I was discussing this with my professor the other day and he left me to figure out. And I can't for the life of me, figure out why this is so. I would appreciate what I should look into rather than an outright answer.
So the question begins from $\mathbb{R}^2$. Consider $S^1$ and $N$ random points on it. The convex hull of this set is a polygon. Therefore there are $N$ $\Delta^1$'s in the convex hull. (I can think of this as since each simplex is a line segment, and each line segment has 2 points and distinct points are shared between 2 line segments).

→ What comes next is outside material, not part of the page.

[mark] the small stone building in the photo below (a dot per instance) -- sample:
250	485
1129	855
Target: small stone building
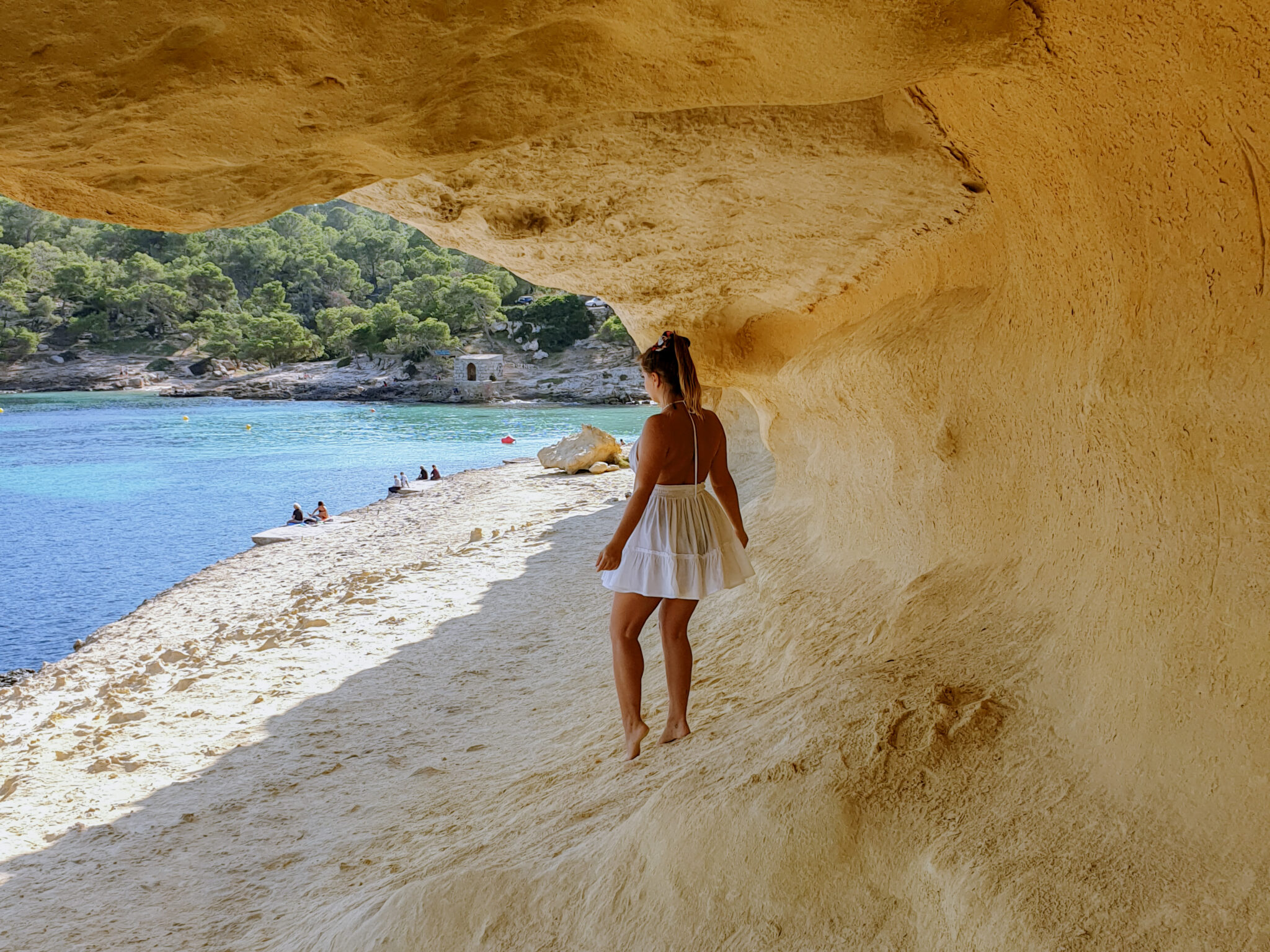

In $S^2$, the convex hull on N points is a triangulation. Let's say that there are $x$ $\Delta^2$'s. Each $\Delta^2$ has 3 $\Delta^1$'s, and each $\Delta^1$ is shared across two $\Delta^2$'s. Thus there are 3x/2 $\Delta^1$'s. Plugging this in the Euler characteristic formula ($\chi_{S^n} = 1 + (-1)^n$) I can say that $2 = N - 3x/2 + x$, and figure out that there needs to be $2(N-2)$ simplices in the convex hull.
I cannot generalize this procedure to $S^n$, because although the convex hull on $S^n$ that has x $\Delta^n$'s will have $x(n+1)/2$ amount of $\Delta^{n-1}$'s on it. But to use the Euler characteristic, I need all order of $\Delta^n$'s (I am trying to determine $\Delta^0$ number essentially) which I think has to be ambiguous. (Or I was unable to show that it isn't ambiguous)
The problem apparently has only an asymptotic limit ($N >> d$). I tried a couple of approaches but I can't find the correct limit. Though I keep finding something linear in $N$.